My reminiscences of the accident were posted back in March of 2009, where I also posted reviews of fiction, such as Michael Swanwick's In the Drift, dealing with nuke plant disasters.

For the 40th anniversary, I decided to read an account of the accident by Wilborn Hampton (b. 1940), who was a UPI reporter in 1979. Although Hampton was a foreign affairs reporter, and did not normally cover domestic events or science and technology, he was dispatched to Three Mile Island on March 30 to assist another UPI reporter with what was turning out to be a major story.


Metropolitan Edison's Three Mile Island nuclear power plant at the time of the accident. Literally located on an island in the middle of the Susquehanna River, the plant's reactor containment buildings are the two cylindrical structures in the middle of the photo. The cooling towers are the large white structures located on the left- and right- hand sides of the photo.

'Meltdown' is not a technical history of the accident, but a personal reminiscence of reporting on the event 'as it happened'. The book is an illustrated narrative, providing black and white photographs and diagrams in accompaniment to the author's spare, declarative text. 


A couple of worthwhile observations emerge from the pages of 'Meltdown'. One is that the plant operators could not 'see' what was taking place in reactor No. 2 in the sense of walking into the building and peering through a reinforced glass panel at the reactor core. In reality the core was a featureless stainless steel container lodged inside the containment building. 

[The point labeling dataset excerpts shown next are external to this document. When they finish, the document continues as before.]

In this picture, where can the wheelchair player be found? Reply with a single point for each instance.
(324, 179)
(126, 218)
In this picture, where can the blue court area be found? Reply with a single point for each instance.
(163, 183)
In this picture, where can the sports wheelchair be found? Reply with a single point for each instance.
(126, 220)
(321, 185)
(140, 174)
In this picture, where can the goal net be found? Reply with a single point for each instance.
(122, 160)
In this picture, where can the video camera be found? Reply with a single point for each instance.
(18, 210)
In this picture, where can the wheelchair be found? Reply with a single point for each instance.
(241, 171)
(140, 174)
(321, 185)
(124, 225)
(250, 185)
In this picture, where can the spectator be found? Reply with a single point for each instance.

The only thing the TMI plant personnel 'knew' about the condition of the reactor was what they saw on the gauges and multicolored light panels inside their control room. In fact, when an instrument in the containment building showed that the temperature within the core had reached 4,000 degrees Fahrenheit (as Michael Swanwick noted, hotter than the surface of Venus) the Metropolitan Edison staff refused to believe it - they thought the reading was due to a malfunction of the instrument. It's an indication of the confusion that governed the the handling of the accident.

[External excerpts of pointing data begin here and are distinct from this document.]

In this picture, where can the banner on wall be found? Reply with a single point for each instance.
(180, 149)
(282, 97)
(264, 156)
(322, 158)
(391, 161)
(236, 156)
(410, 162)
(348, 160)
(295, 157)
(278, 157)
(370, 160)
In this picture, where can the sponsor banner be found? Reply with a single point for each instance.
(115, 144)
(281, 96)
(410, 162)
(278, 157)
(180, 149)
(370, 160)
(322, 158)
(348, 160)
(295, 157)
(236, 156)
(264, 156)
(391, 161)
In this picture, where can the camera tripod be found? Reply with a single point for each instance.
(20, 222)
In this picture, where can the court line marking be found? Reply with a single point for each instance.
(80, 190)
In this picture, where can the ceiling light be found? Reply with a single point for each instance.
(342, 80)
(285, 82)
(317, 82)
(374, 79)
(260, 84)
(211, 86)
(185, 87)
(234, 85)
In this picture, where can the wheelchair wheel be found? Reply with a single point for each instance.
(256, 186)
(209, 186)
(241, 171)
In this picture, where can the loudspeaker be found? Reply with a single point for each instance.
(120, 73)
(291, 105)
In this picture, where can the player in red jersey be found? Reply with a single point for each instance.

Another observation is that there was continual uncertainty about how bad things would get. Some experts warned that it would be only hours before the hydrogen bubble (estimated to be 1,000 cubic feet in size) within the core would trigger an explosion that would render much of Pennsylvania uninhabitable for centuries. 

Others insisted there were days within which to try and eliminate the bubble by running water into the core and venting built-up gas into the atmosphere. Pennsylvania Governor Dick Thornburgh was forced to consider both points of view before declining to order an evacuation of the 200,000 people living in the vicinity of TMI.


Another observation deals with how the press covered major stories back in '79. Hampton writes about lugging his portable typewriter around with him; back in those days there were no laptops. There was also no internet, so people were reliant on the press and government statements to learn what was going on. 

And of course, while coverage of disasters such as hurricanes and tornadoes and terror bombings can include photographs and video of the carnage and its aftermath, there was no real 'visual' sense of what was taking place at TMI. The best the media could do was present rather bland footage of the exterior of the plant, and press conferences held by various state and federal officials (including President Jimmy Carter). 



Hampton's final chapter covers the Chernobyl disaster of 1986 and discusses the issues associated with nuclear power, all of which remain relevant today: Exelon, the current operators of TMI, plans to shut down reactor No. 1 this year, but there are calls from some Pennsylvania officials to continue operating the reactor as a preferred source of clean energy in an era of global warming

Summing up, 'Meltdown' stands the test of time as a readable overview of the accident, an overview designed to be informative to a nontechnical audience. I can't say that Baby Boomers will find the book nostalgic in the regular sense of the word, but it will bring you back to a specific time and place, particularly if you lived in the Northeast back in the Spring of '79.